The idea of compelling people to have health insurance has been the most unpopular part of the ACA, and Republicans have regularly attacked it. Yet ACA proponents have noted that the concept was originally floated by some conservatives, and it became law in Massachusetts under Republican Gov. Mitt Romney before it became part of the federal Obamacare legislation.
The Congressional Budget Office has estimated that repeal of the mandate will mean 13 million fewer insured people by 2027. That would translate to an estimated 200,000 to 250,000 Georgians, said Bill Custer, a health insurance expert at Georgia State University.
Georgia already has one of the highest uninsured rates, at 14 percent.
The repeal is also expected to raise premiums by 10 percent each year more than they otherwise would rise.
The 13 million would include many middle-class, older Americans who get insurance on their own but don't qualify for subsidies in the exchange, and would face even higher premiums than current rates, Custer said Wednesday.
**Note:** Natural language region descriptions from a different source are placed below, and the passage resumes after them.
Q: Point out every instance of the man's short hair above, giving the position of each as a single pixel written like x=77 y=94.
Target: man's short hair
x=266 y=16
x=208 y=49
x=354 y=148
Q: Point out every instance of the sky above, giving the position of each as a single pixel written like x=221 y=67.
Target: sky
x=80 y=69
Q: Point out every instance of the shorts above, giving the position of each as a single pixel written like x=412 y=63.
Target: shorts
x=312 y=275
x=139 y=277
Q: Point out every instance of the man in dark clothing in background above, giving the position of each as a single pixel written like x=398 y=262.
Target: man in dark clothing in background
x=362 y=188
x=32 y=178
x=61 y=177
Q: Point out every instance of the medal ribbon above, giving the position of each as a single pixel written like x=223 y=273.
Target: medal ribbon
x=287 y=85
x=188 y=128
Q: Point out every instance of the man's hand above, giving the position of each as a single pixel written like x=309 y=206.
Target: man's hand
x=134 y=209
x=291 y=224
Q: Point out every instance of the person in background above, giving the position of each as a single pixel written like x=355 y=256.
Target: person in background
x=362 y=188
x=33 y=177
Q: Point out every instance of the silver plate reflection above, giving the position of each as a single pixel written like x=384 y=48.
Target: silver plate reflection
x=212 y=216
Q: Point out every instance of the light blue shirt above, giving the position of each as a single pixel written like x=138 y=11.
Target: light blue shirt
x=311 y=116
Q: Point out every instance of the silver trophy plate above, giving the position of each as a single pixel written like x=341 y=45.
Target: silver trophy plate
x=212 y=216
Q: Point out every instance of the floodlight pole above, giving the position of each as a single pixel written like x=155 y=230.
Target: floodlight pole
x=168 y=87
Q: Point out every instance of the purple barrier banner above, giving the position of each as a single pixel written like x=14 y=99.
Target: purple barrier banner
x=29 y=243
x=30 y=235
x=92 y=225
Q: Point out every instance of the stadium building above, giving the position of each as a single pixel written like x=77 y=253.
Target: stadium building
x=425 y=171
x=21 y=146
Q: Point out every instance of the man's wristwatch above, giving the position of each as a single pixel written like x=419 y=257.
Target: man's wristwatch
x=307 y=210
Also dropping insurance would be many younger, healthier Americans, he predicted. Many such people would skip buying coverage, as happened before the ACA was passed, because they think their likelihood of needing it is low.
Repealing the insurance requirement may induce some people who are offered employer-based coverage to reject it, Custer added.
The ACA insurance exchanges eventually "will look much more like Medicaid managed care,'' he said.
Meanwhile, the No. 2 Senate Republican, John Cornyn of Texas, said the tax bill would make the Obamacare "unworkable," which he hopes will force Democrats into negotiations to replace the law, Bloomberg News reported.
"Arguably, doing away
with the individual mandate makes the Affordable Care Act unworkable — not that it was particularly great beforehand," Cornyn said. "Hopefully this will precipitate the bipartisan negotiation on what we need to do as an alternative."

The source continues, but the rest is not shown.